After the death of Frode, the Danes wrongly supposed that Fridleif, who was being reared in Russia, had perished; and, thinking that the sovereignty halted for lack of an heir, and that it could no longer be kept on in the hands of the royal line, they considered that the sceptre would be best deserved by the man who should affix to the yet fresh grave of Frode a song of praise in his glorification, and commit the renown of the dead king to after ages by a splendid memorial.Then one HIARN, very skilled in writing Danish poetry, wishing to give the fame of the hero some notable record of words, and tempted by the enormous prize, composed, after his own fashion, a barbarous stave.Its purport, expressed in four lines, I have transcribed as follows:
"Frode, whom the Danes would have wished to live long, they bore long through their lands when he was dead.The great chief's body, with this turf heaped above it, bare earth covers under the lucid sky."When the composer of this song had uttered it, the Danes rewarded him with the crown.Thus they gave a kingdom for an epitaph, and the weight of a whole empire was presented to a little string of letters.Slender expense for so vast a guerdon! This huge payment for a little poem exceeded the glory of Caesar's recompense; for it was enough for the divine Julius to pension with a township the writer and glorifier of those conquests which he had achieved over the whole world.But now the spendthrift kindness of the populace squandered a kingdom on a churl.Nay, not even Africanus, when he rewarded the records of his deed, rose to the munificence of the Danes.For there the wage of that laborious volume was in mere gold, while here a few callow verses won a sceptre for a peasant.

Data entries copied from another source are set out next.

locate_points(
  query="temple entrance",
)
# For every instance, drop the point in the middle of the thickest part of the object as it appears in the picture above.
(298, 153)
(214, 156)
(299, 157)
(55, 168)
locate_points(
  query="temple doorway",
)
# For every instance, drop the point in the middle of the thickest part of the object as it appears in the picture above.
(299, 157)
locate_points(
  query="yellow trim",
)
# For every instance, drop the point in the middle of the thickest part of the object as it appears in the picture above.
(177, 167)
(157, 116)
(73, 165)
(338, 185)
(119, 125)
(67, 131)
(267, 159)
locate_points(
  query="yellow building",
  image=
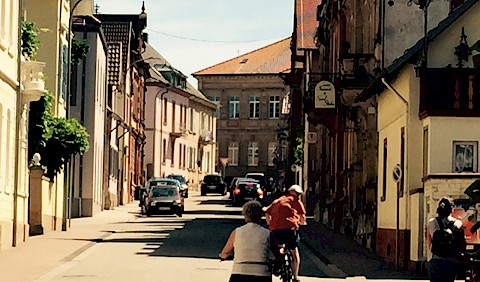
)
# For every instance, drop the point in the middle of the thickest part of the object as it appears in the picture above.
(21, 82)
(428, 118)
(53, 21)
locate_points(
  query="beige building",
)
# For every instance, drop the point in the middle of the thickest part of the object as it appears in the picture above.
(428, 120)
(250, 91)
(88, 105)
(21, 82)
(180, 124)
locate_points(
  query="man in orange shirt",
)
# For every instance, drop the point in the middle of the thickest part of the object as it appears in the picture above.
(284, 217)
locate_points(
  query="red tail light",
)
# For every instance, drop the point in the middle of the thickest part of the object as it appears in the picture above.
(259, 191)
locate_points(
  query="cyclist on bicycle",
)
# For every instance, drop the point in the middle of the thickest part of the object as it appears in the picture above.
(284, 217)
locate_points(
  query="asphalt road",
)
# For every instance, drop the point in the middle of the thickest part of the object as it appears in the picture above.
(169, 248)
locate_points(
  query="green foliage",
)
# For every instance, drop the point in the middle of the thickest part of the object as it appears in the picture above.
(30, 42)
(57, 139)
(79, 51)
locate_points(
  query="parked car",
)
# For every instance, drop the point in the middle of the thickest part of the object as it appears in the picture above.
(213, 183)
(165, 199)
(182, 181)
(247, 189)
(154, 181)
(260, 177)
(232, 186)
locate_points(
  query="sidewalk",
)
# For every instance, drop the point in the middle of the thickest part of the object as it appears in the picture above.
(41, 254)
(340, 252)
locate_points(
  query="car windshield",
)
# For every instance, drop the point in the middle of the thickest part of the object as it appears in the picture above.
(179, 178)
(212, 178)
(163, 182)
(163, 192)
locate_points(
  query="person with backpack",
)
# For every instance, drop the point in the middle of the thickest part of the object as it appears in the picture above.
(445, 241)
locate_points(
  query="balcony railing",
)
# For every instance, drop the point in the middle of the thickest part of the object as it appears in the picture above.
(33, 85)
(450, 92)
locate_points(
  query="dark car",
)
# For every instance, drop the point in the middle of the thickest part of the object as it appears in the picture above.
(154, 181)
(213, 183)
(246, 190)
(232, 186)
(183, 183)
(164, 199)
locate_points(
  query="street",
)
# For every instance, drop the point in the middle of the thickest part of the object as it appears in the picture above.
(167, 248)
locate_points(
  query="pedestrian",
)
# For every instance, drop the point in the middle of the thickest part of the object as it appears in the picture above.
(250, 247)
(284, 217)
(445, 241)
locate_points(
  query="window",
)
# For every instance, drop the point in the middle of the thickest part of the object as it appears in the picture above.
(402, 160)
(216, 100)
(233, 154)
(274, 107)
(384, 171)
(164, 151)
(172, 156)
(425, 151)
(253, 154)
(465, 156)
(234, 107)
(272, 146)
(165, 103)
(191, 119)
(254, 107)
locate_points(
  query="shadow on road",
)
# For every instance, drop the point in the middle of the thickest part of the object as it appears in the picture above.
(223, 202)
(214, 212)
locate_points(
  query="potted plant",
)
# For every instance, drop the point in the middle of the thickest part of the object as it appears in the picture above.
(476, 57)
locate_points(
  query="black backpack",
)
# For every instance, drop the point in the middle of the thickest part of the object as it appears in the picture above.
(448, 240)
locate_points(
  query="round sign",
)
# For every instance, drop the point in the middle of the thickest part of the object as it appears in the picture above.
(397, 173)
(294, 168)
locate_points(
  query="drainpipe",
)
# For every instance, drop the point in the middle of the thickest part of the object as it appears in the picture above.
(19, 108)
(405, 175)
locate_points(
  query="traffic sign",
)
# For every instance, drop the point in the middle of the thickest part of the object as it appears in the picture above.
(397, 173)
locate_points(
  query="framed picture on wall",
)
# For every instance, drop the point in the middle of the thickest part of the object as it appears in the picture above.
(465, 156)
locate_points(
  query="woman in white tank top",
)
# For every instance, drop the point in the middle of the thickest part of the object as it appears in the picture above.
(251, 244)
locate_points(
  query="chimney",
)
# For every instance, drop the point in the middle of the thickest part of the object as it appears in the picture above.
(455, 4)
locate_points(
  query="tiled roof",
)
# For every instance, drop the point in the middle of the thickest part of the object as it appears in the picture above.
(271, 59)
(306, 13)
(376, 85)
(152, 57)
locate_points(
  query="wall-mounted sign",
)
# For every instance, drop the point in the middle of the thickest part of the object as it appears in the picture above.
(324, 95)
(311, 137)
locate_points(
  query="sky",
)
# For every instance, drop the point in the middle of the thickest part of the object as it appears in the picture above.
(196, 34)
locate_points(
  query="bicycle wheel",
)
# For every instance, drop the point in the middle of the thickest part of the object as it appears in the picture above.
(287, 271)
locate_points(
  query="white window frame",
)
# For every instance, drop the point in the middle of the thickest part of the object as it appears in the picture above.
(274, 107)
(254, 103)
(459, 156)
(272, 146)
(234, 107)
(216, 100)
(253, 154)
(233, 154)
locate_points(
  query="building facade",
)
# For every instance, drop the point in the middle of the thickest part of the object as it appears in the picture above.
(180, 124)
(249, 90)
(426, 117)
(88, 105)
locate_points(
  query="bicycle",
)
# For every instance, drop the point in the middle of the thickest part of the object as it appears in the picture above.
(285, 270)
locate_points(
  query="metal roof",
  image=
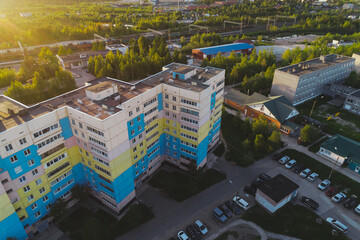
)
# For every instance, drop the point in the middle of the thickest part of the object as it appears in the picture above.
(224, 48)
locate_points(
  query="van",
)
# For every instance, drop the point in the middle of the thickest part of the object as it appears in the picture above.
(337, 225)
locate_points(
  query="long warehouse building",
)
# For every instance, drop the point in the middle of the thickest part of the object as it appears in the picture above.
(109, 135)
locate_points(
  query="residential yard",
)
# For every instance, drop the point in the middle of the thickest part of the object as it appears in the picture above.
(337, 178)
(315, 147)
(291, 220)
(345, 123)
(83, 224)
(180, 186)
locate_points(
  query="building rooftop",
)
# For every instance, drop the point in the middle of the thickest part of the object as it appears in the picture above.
(279, 106)
(346, 147)
(13, 113)
(278, 187)
(83, 55)
(224, 48)
(315, 64)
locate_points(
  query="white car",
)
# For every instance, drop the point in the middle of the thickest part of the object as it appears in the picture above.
(324, 184)
(305, 173)
(201, 227)
(182, 236)
(290, 164)
(338, 197)
(241, 202)
(357, 209)
(312, 177)
(284, 159)
(337, 225)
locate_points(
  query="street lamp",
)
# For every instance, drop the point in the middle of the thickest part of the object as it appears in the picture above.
(337, 159)
(312, 109)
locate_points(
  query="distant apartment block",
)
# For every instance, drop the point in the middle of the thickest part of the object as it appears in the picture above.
(306, 80)
(109, 135)
(80, 59)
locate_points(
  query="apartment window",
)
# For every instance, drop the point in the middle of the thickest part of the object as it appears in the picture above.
(18, 170)
(8, 147)
(34, 206)
(27, 152)
(41, 190)
(26, 188)
(34, 172)
(22, 179)
(38, 214)
(13, 159)
(22, 141)
(38, 181)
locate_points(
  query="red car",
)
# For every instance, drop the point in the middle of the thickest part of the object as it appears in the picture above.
(332, 191)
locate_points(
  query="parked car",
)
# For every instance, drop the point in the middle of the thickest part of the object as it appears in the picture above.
(351, 202)
(233, 206)
(193, 232)
(264, 177)
(332, 191)
(182, 236)
(201, 227)
(337, 225)
(338, 197)
(310, 202)
(226, 210)
(298, 168)
(306, 172)
(250, 190)
(276, 156)
(241, 202)
(357, 209)
(324, 184)
(312, 177)
(290, 164)
(284, 160)
(219, 215)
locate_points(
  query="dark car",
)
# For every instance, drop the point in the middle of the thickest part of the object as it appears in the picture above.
(276, 156)
(351, 202)
(193, 232)
(264, 177)
(309, 202)
(249, 190)
(226, 210)
(332, 191)
(298, 168)
(256, 183)
(233, 206)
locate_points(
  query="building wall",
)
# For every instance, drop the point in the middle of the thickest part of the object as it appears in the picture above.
(298, 89)
(112, 156)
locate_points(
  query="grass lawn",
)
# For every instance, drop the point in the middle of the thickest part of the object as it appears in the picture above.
(291, 220)
(75, 223)
(180, 186)
(315, 147)
(337, 178)
(219, 150)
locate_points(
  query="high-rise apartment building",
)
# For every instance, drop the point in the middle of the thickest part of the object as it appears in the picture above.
(109, 135)
(306, 80)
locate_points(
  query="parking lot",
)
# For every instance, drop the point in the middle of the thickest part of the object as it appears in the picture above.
(327, 208)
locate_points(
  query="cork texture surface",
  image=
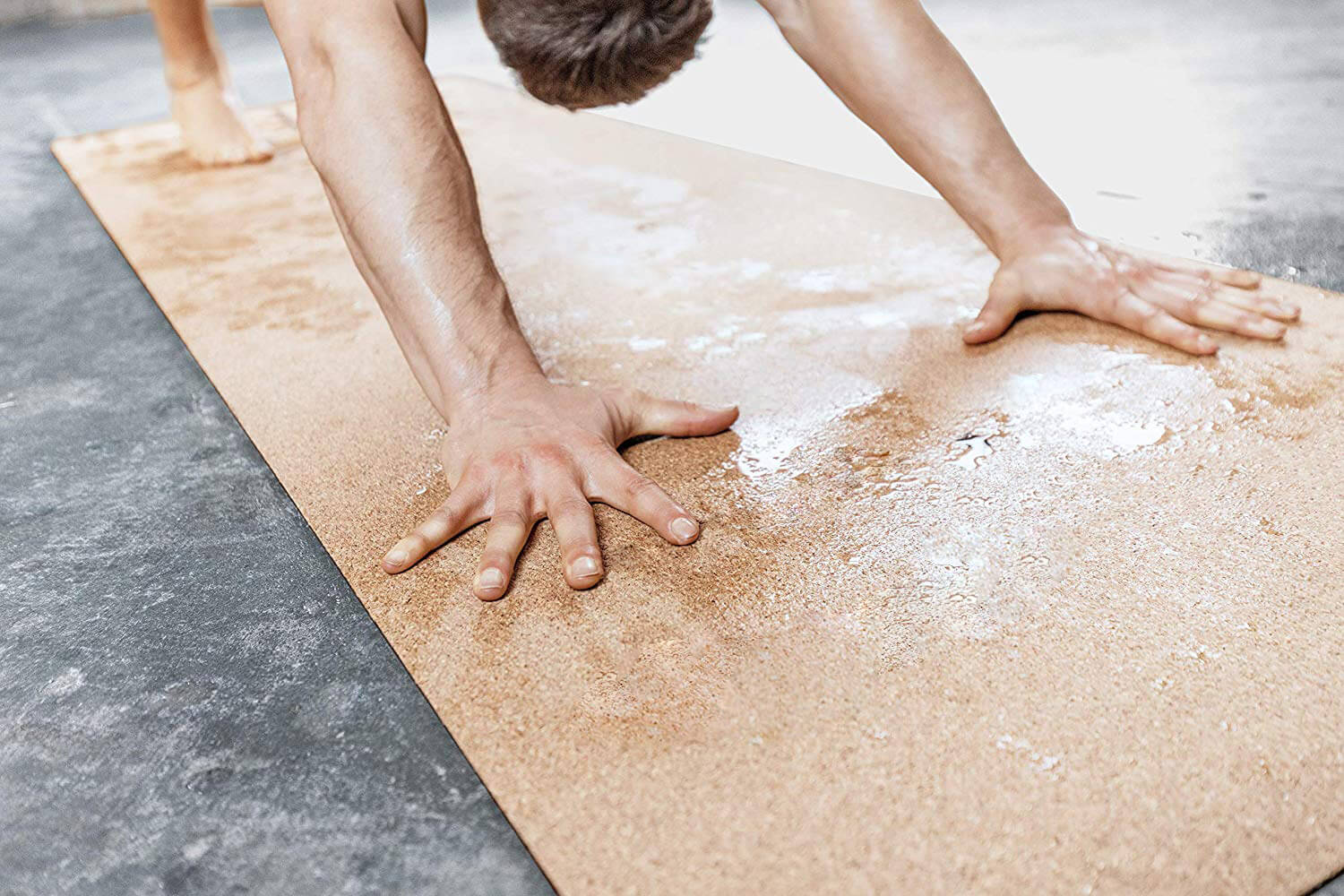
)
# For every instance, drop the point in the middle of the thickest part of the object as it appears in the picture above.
(1056, 614)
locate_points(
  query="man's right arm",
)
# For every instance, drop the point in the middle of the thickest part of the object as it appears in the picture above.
(519, 447)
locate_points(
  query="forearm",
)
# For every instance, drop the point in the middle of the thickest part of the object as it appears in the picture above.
(892, 65)
(402, 191)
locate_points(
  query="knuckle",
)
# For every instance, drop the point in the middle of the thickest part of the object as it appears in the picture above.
(569, 508)
(1196, 301)
(508, 517)
(642, 487)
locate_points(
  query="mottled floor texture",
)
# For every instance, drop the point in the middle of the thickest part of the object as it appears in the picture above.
(191, 700)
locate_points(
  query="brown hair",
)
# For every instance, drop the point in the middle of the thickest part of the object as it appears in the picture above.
(594, 53)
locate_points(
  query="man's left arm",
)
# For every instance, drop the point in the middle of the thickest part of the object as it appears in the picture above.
(894, 69)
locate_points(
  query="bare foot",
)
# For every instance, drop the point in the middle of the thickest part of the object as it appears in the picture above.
(212, 126)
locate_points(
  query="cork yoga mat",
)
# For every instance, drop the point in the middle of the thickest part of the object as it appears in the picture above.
(1056, 614)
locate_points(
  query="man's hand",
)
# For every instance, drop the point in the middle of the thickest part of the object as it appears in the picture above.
(1061, 269)
(540, 450)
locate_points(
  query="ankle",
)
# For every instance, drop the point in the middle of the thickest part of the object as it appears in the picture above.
(206, 73)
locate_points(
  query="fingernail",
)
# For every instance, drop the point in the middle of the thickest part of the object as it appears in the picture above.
(685, 528)
(583, 567)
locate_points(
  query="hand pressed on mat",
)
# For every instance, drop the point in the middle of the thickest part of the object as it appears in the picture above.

At the same time Erik, who held the governorship of Sweden, died of disease; and his son Halfdan, who governed in his father's stead, alarmed by the many attacks of twelve brothers of Norwegian birth, and powerless to punish their violence, fled, hoping for reinforcements, to ask aid of Fridleif, then sojourning in Russia.Approaching him with a suppliant face, he lamented that he was himself shattered and bruised by a foreign foe, and brought a dismal plaint of his wrongs.From him Fridleif heard the tidings of his father's death, and granting the aid he sought, went to Norway in armed array.At this time the aforesaid brothers, their allies forsaking them, built a very high rampart within an island surrounded by a swift stream, also extending their earthworks along the level.Trusting to this refuge, they harried the neighborhood with continual raids.For they built a bridge on which they used to get to the mainland when they left the island.This bridge was fastened to the gate of the stronghold; and they worked it by the guidance of ropes, in such a way that it turned as if on some revolving hinge, and at one time let them pass across the river; while at another, drawn back from above by unseen cords, it helped to defend the entrance.